With an introduction from Kristin Schreiber, MD, PhD, Dr. Wiener-Kronish began by providing background about her journey to academic anesthesia. She described challenges and obstacles she encountered which spurred her career transition from pulmonology to anesthesiology after working with anesthesiologists in the ICU. She saw in them a group of people and a field that would support her.
After completing her anesthesia residency, she explained that early on in her anesthesia career she primarily had researchers that served as her mentors, but that her mentorship team grew and changed as she took on new roles, such as department chair. She emphasized that a successful academic career needs both mentors and sponsors. Sponsors provide support such as invitations to give talks at meetings and other institutions, recommendations to write editorials or manuscripts, and nominations for committee membership or awards, whereas mentors help with research and career decisions, offer projects and create opportunities. Both are instrumental for a successful career in academia.

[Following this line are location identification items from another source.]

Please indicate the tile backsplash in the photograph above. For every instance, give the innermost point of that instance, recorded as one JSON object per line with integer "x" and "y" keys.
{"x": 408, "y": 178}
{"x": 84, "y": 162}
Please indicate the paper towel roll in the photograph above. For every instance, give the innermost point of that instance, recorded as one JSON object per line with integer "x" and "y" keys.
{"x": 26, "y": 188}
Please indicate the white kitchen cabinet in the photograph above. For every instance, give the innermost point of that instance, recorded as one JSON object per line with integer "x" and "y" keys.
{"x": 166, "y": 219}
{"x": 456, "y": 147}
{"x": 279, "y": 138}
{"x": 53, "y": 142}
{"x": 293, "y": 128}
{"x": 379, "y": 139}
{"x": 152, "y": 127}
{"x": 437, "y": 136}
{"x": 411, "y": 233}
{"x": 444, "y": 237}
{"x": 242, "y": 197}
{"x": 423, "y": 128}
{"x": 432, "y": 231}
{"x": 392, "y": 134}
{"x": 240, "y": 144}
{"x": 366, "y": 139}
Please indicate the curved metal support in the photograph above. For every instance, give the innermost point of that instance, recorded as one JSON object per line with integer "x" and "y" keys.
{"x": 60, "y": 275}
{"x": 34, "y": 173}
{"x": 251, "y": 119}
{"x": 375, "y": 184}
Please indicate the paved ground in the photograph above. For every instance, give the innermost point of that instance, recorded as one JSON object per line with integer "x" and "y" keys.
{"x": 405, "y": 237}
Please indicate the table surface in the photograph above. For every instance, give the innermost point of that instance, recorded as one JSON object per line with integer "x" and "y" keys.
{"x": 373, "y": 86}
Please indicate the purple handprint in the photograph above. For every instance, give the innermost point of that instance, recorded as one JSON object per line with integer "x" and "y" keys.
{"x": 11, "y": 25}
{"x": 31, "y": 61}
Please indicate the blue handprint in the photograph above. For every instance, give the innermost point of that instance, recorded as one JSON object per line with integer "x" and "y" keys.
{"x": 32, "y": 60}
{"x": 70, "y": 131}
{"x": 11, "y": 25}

She then outlined some practical considerations for specific types and strategies of mentorships, echoed by Erin Seely, PhD. Dr. Wiener-Kronish discussed different styles, types and levels of mentoring including more traditional didactic mentoring such as a one-to-one relationship with one senior and one junior individual, peer mentoring, reverse mentoring and developmental mentoring. She encouraged early-career mentees to map out their networks to ensure that the roles and types of mentors are present in a mentorship and sponsorship team. She emphasized that it takes a village, explaining that different mentors are needed for different career aspects for different career stages and that this group of people may change over time as different types of expertise are needed as phases of a mentee’s career develop.
Some of her closing suggestions for early-stage academics to maintain a balanced life included a focus on care of yourself and your family, to have residents, fellows and faculty remember you as helpful and supporting, to enjoy work and want to come to work and lastly, to never lose sight of the goal of helping to improve patient care and outcomes.
A question and answer session followed with topics such as co-mentoring and how to handle conflicting advice. Regarding co-mentoring, Dr. Wiener-Kronish stated that it is important to have a small group of people who you respect and trust that you can send ideas, papers or grants to for co-mentorship, because this is a great way to get different aspects of advice. When mentors give conflicting advice, Dr. Wiener-Kronish recommended either asking a third mentor or person to weigh in and to also consider whose opinion you value for this specific topic in question. Dr. Wiener-Kronish offered to answer any further questions over email.